VM and stdlib hot-path profile

This page captures the allocation profile behind issue #1426 and the follow-on runtime/typechecker performance wave tracked by issue #2095. The first sections are historical context for the May 2026 optimization series; the post-#2095 section records which bottlenecks have since landed so new work starts from the current shape instead of refiling already-fixed hotspots. Reproduce locally with:

./scripts/bench_vm.sh --no-build --iterations 20
cargo bench -p harn-vm-perf --bench bench_vm_fixtures
cargo bench -p harn-orchestration-perf --bench bench_workflow_bundle

The fixture set covers the option-builder pipelines (dict merge, subscript assign, filter_nil/pick_keys) the connector helpers and agent loops run on every call, plus the workflow bundle export the host previews when it ships a portable bundle.

Landed optimizations

1. SetSubscript mutates in place via Rc::make_mut

The previous out[k] = v fast path cloned the entire backing BTreeMap/Vec on every assignment because active_local_slot_value returns the slot value by clone, leaving Rc strong count ≥ 2. The new path looks up the slot by index, then mutates the contained Rc<...> directly with Rc::make_mut, which is a no-op when the slot owns the unique reference (the steady state for builder loops).

Effect on dict_subscript_assign:

metricbaseline (Harn 0.8.3)post-#1426delta
allocations/run684,058328,058−52 %
allocated bytes58,406,67719,670,677−66 %
criterion median25.4 ms21.7 ms−15 %
bench_vm.sh 3-pass mean~30 ms15.9 ms−47 %

The closure-captured / env-fallback path is preserved — when the binding lives in env (e.g. captured by a closure rather than a slot-resolved local), Rc::try_unwrap keeps the no-other-references case allocation-free.

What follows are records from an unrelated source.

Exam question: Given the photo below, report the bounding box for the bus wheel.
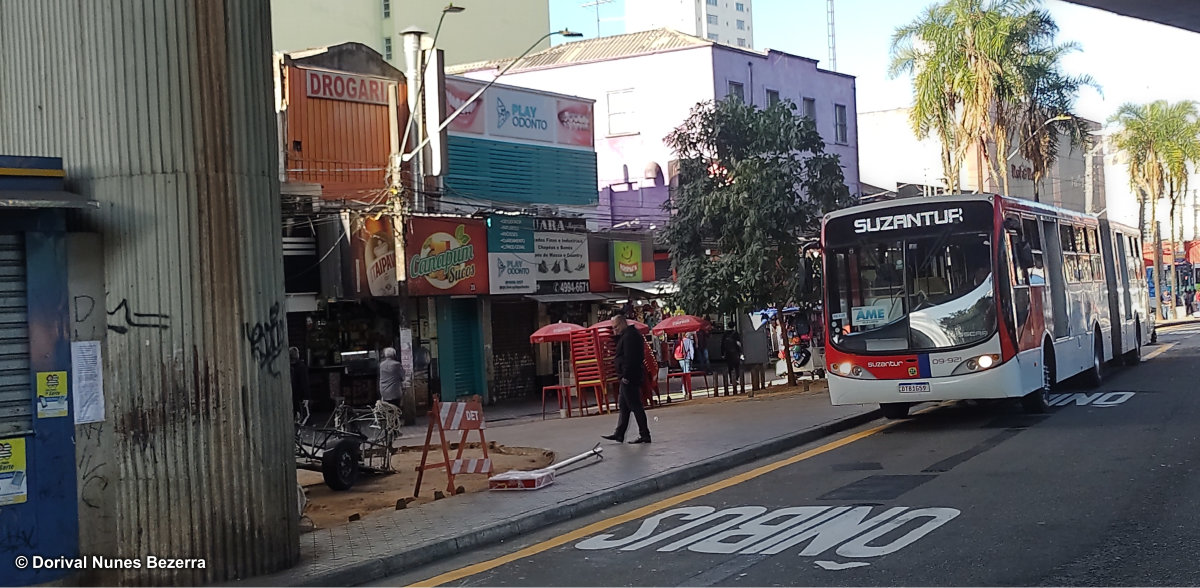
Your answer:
[1121,325,1141,367]
[1021,353,1054,414]
[880,402,910,419]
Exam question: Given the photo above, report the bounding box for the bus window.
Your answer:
[1021,217,1046,286]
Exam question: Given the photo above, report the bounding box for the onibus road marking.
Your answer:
[412,404,941,587]
[575,506,961,570]
[1046,392,1134,408]
[1141,342,1180,361]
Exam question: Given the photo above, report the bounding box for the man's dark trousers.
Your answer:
[613,383,650,439]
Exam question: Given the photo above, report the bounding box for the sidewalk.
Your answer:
[242,389,878,586]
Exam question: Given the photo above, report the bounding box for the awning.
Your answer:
[613,282,679,296]
[0,190,100,209]
[526,292,605,302]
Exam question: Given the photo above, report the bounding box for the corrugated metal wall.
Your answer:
[284,67,391,199]
[0,0,299,584]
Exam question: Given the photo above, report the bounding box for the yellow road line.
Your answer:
[409,404,940,588]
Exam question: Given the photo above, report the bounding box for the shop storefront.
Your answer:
[404,217,491,402]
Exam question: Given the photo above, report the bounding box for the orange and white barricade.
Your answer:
[413,400,492,496]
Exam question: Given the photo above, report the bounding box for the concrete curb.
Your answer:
[278,409,882,586]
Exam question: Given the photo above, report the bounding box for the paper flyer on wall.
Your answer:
[0,439,29,505]
[37,372,68,419]
[71,341,104,425]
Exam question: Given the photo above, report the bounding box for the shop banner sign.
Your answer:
[487,216,538,294]
[406,218,488,296]
[534,232,592,294]
[0,438,29,505]
[487,86,558,143]
[446,77,595,149]
[350,215,400,298]
[610,241,643,282]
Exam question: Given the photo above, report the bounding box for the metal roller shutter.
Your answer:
[0,234,34,437]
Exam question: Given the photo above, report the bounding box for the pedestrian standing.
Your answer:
[679,332,696,373]
[379,347,404,408]
[601,312,650,445]
[721,331,743,391]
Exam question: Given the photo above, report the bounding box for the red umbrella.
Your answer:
[588,318,650,335]
[529,322,583,343]
[654,314,712,335]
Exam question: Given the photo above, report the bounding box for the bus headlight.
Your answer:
[950,353,1000,376]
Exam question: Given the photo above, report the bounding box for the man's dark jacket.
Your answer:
[617,326,646,386]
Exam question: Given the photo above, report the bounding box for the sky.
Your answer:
[550,0,1200,122]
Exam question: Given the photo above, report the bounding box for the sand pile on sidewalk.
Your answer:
[304,434,554,530]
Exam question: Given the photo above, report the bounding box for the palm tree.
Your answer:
[1109,100,1200,316]
[890,0,1091,198]
[1001,56,1096,202]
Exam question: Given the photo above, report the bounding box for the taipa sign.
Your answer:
[406,218,487,296]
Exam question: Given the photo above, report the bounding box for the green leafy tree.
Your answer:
[664,98,851,384]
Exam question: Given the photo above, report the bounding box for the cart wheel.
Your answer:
[320,439,359,490]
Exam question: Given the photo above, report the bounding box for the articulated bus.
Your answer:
[821,194,1153,419]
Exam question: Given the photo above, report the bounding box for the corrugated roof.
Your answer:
[446,29,713,73]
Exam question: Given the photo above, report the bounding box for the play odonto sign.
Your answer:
[404,218,487,296]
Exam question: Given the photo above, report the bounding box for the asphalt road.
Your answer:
[379,325,1200,586]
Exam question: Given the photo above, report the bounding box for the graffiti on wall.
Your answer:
[242,302,288,378]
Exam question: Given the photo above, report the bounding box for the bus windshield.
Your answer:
[824,224,996,354]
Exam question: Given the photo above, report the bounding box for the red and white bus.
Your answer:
[821,194,1152,419]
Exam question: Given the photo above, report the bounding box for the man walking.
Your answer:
[379,347,404,409]
[601,312,650,444]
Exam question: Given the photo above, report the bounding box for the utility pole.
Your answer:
[826,0,838,72]
[580,0,612,38]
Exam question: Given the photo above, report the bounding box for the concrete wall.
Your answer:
[271,0,550,70]
[625,0,754,48]
[858,108,944,190]
[271,0,376,54]
[713,46,859,194]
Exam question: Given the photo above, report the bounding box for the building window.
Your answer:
[833,104,850,144]
[728,82,746,102]
[608,89,637,134]
[804,98,817,124]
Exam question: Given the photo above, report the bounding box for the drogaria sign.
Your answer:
[304,70,391,106]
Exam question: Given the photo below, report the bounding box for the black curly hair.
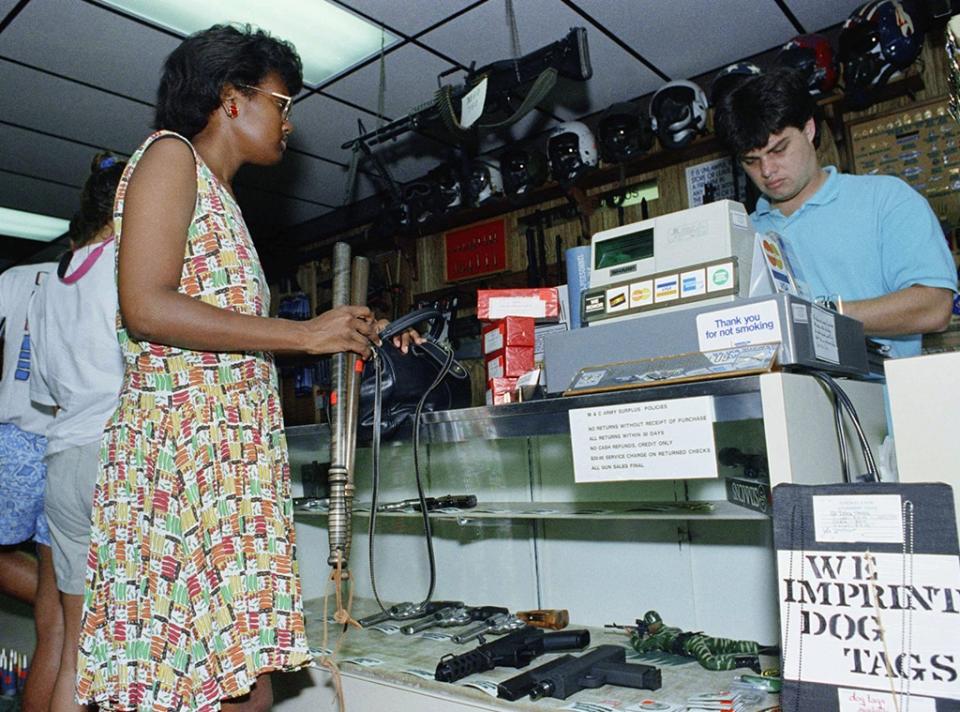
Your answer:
[154,25,303,138]
[713,67,818,156]
[67,152,127,249]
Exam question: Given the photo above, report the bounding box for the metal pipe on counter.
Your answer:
[327,242,352,572]
[343,255,370,567]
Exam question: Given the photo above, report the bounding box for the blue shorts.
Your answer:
[0,423,50,546]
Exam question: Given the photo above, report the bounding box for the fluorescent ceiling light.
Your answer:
[0,208,70,242]
[106,0,399,85]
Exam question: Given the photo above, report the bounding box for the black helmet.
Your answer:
[597,102,653,163]
[547,121,597,183]
[773,34,837,96]
[500,148,547,195]
[710,62,760,106]
[650,79,707,148]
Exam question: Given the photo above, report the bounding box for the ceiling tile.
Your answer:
[0,61,153,155]
[237,189,330,231]
[784,0,864,34]
[326,45,451,118]
[0,171,79,220]
[0,0,180,104]
[236,151,347,207]
[0,0,17,20]
[344,0,475,35]
[0,124,105,195]
[422,0,661,120]
[577,0,800,83]
[290,94,386,165]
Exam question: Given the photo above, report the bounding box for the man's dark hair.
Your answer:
[154,25,303,138]
[713,67,817,156]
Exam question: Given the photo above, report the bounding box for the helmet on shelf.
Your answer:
[427,163,463,213]
[597,102,654,163]
[500,148,547,195]
[547,121,597,183]
[773,34,838,96]
[710,62,761,106]
[470,160,503,205]
[650,79,708,148]
[840,0,923,90]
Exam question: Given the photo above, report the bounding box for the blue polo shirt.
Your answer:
[751,166,957,357]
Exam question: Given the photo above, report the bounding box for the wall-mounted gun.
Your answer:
[342,27,593,149]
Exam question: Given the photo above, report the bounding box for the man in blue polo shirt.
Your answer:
[714,68,957,357]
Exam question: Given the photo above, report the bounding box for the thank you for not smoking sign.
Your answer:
[697,299,781,351]
[570,396,717,482]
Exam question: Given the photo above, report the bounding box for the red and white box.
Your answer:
[477,287,560,322]
[481,316,537,356]
[487,378,517,405]
[484,346,533,379]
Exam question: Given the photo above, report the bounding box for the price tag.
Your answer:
[460,77,487,129]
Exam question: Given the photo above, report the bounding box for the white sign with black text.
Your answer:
[569,396,718,482]
[777,549,960,710]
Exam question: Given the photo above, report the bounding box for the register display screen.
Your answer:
[593,227,653,269]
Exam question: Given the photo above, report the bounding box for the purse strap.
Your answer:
[380,307,443,341]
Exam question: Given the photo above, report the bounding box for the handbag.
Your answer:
[357,308,471,440]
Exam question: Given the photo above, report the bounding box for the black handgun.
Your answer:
[434,626,590,682]
[377,494,477,512]
[498,645,661,700]
[357,601,463,628]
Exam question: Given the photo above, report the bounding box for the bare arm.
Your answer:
[119,139,377,358]
[843,285,953,336]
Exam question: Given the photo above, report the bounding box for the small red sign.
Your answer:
[443,218,507,282]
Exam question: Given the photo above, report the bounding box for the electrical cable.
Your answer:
[805,369,880,482]
[367,328,453,611]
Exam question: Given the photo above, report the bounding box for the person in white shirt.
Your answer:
[0,262,63,710]
[30,154,126,712]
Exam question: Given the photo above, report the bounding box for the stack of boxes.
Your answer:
[481,316,534,405]
[477,288,560,405]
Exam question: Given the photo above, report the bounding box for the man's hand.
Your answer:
[843,285,953,336]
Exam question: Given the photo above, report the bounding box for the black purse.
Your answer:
[357,309,471,441]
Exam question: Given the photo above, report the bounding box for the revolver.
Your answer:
[451,613,527,643]
[400,606,508,635]
[434,626,590,682]
[357,601,463,628]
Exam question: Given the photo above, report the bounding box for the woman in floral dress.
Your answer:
[78,26,379,710]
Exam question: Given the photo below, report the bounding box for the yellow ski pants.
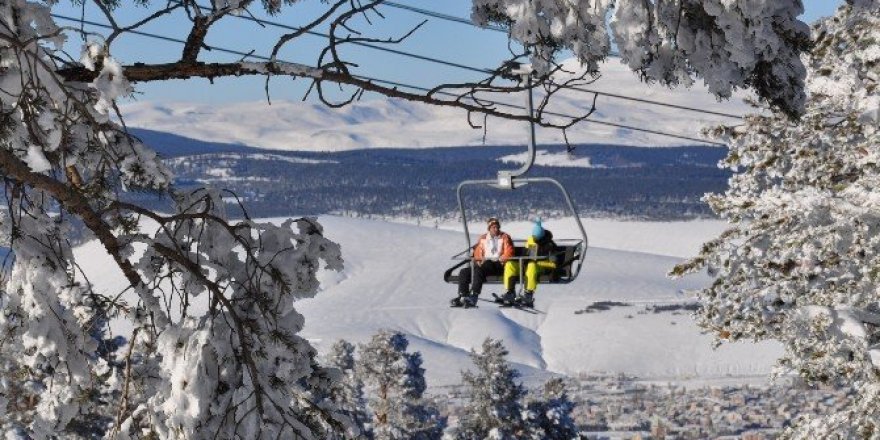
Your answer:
[504,260,556,292]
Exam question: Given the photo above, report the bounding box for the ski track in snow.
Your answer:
[76,216,781,387]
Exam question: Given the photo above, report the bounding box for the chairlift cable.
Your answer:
[382,1,743,119]
[170,2,743,119]
[51,14,727,147]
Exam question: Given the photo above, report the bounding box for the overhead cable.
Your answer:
[51,14,726,146]
[172,2,743,119]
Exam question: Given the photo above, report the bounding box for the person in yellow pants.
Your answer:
[502,218,556,307]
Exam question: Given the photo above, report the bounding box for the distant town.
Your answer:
[437,375,853,440]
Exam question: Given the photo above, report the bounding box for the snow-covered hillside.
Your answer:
[123,59,747,151]
[77,216,780,386]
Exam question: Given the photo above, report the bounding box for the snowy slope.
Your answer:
[77,217,780,386]
[123,59,747,151]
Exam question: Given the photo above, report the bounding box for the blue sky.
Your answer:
[49,0,842,105]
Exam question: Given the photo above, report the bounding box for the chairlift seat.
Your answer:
[443,241,582,284]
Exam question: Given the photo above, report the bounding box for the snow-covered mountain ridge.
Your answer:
[123,60,748,151]
[77,216,779,386]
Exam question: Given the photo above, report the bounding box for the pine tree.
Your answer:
[527,378,586,440]
[357,330,445,440]
[452,338,531,440]
[327,339,372,439]
[673,0,880,439]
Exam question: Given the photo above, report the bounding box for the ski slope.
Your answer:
[70,216,781,387]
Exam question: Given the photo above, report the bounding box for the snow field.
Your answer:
[70,216,781,387]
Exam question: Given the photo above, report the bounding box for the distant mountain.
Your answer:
[122,60,748,151]
[128,129,729,220]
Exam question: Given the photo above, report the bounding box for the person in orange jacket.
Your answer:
[451,217,513,307]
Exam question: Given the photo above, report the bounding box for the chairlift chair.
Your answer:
[443,65,588,284]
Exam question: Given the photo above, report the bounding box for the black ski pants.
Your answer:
[458,260,504,295]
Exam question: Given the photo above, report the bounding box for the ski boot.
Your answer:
[461,295,477,309]
[492,290,516,306]
[516,290,535,308]
[449,295,467,307]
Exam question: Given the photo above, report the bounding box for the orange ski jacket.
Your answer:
[474,232,513,263]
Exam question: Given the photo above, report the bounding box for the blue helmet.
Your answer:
[532,218,544,240]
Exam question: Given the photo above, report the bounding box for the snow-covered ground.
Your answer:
[123,59,749,152]
[77,216,780,386]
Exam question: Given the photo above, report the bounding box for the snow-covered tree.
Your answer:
[527,377,586,440]
[473,0,809,114]
[357,330,445,440]
[673,0,880,439]
[451,338,533,440]
[0,0,816,438]
[326,339,372,438]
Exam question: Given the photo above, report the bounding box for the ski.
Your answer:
[488,293,544,314]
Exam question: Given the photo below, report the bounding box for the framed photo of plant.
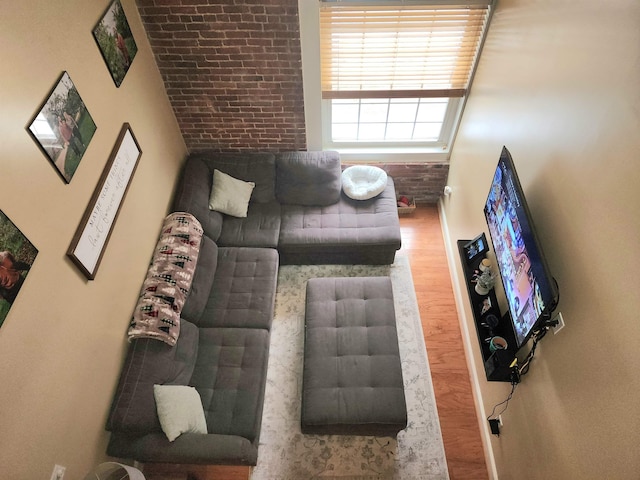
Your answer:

2. Native option-builder helpers replace Harn + {[k]: v} loops

std/collections::filter_nil, std/collections::pick_keys, and the std/json merge, pick, omit helpers all expanded to a var result = {} accumulator with result = result + {[k]: v} per iteration — fresh Rc<BTreeMap> allocation per inserted entry plus a per-call closure dispatch in filter_nil. Every connector wrapper (std/connectors/{github,linear,notion,slack}), std/context, std/graphql, the agents stdlib, and the workflow scaffolding leans on these helpers.

Five new builtins under crates/harn-vm/src/stdlib/collections.rs handle the work in one allocation:

  • __dict_filter_nil(d) — drop nil, "", and the literal string "null"; returns the original Rc when nothing changes.
  • __dict_merge(a, b)Rc::try_unwrap(a) + BTreeMap::extend.
  • __dict_pick(data, keys) — match std/json::pick semantics (drop missing + nil).
  • __dict_pick_keys(d, keys, drop_nil) — match std/collections::pick_keys (preserve nil unless drop_nil is set).
  • __dict_omit(d, keys)Rc::try_unwrap(d) + BTreeMap::retain.

The Harn-level pub fns in stdlib_collections.harn and stdlib_json.harn now thin-wrap these so every existing import { filter_nil } from "std/collections" consumer transparently picks them up; the public API is unchanged.

Effect on filter_nil_loop (4,000 iterations of filter_nil(merge(config, overlay)) plus a pick_keys projection — the canonical connector option-builder shape):

metricbaseline (Harn 0.8.3)post-#1426delta
allocations/run1,868,316412,276−78 %
allocated bytes535,181,34034,187,963−94 %
criterion median161.9 ms25.5 ms−84 %
bench_vm.sh 3-pass mean~98 ms17.7 ms−82 %

Conformance was unchanged (stdlib_collections, stdlib_json, and the broader 933-test suite all pass).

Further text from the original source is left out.